As she left she felt as if she’d lost something precious she could never find again.
“One…two…three!” Vince chanted enthusiastically the following Monday as he raised Sean’s arm up and down. After three, Vince put his lips to the little boy’s tummy and blew a puff of air, making Sean giggle. Sean always giggled when Vince did that and Vince loved to hear it.
However, Sean stopped midgiggle and gave a little cough.
Vince studied his son then commented to Mrs. Zappa, who was folding laundry, “He’s sniffling. I noticed it this morning when I gave him his bottle.”

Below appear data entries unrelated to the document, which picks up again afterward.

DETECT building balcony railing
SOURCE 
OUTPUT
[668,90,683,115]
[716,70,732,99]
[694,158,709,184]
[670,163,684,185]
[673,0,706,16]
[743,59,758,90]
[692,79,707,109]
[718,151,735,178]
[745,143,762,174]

Mrs. Zappa was a short, robust woman, with rimless spectacles and gray salting her black hair. She was full of energy and seemed to love taking care of Sean.

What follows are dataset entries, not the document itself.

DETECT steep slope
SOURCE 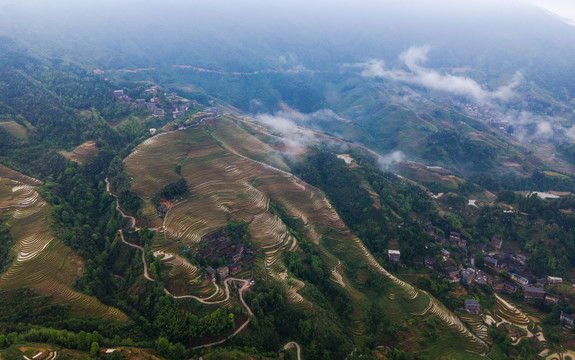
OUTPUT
[125,117,488,354]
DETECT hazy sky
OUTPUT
[533,0,575,26]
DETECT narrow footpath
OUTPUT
[105,178,254,348]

Mrs. Zappa placed Sean’s little shirts in a chest drawer and crossed to the changing table where Vince stood taking his son through the routine of exercises for his arm.
She studied the baby. “He ate this morning.”
“Not as much as usual,” Vince reminded her.
“Does he have a fever?”
Vince picked up the ear thermometer he’d bought. “According to this he doesn’t, but maybe I’m using it wrong.”
Mrs. Zappa took it from him and crooned to Sean. “Let me try to take your temperature, too.” Afterward she scanned the readout. “Normal. But with a baby, that could change at any time. I’ll check it every hour or so. We’ll make it a game.”
Vince glanced at his watch. “I should get going.”
“Did you eat breakfast?”
A genuine homebody, Mrs. Zappa felt she had to mother him as well as Sean. He wasn’t sure how he felt about that. It had been a long time since anyone cared whether he ate well or slept…not since he’d been married to Tessa.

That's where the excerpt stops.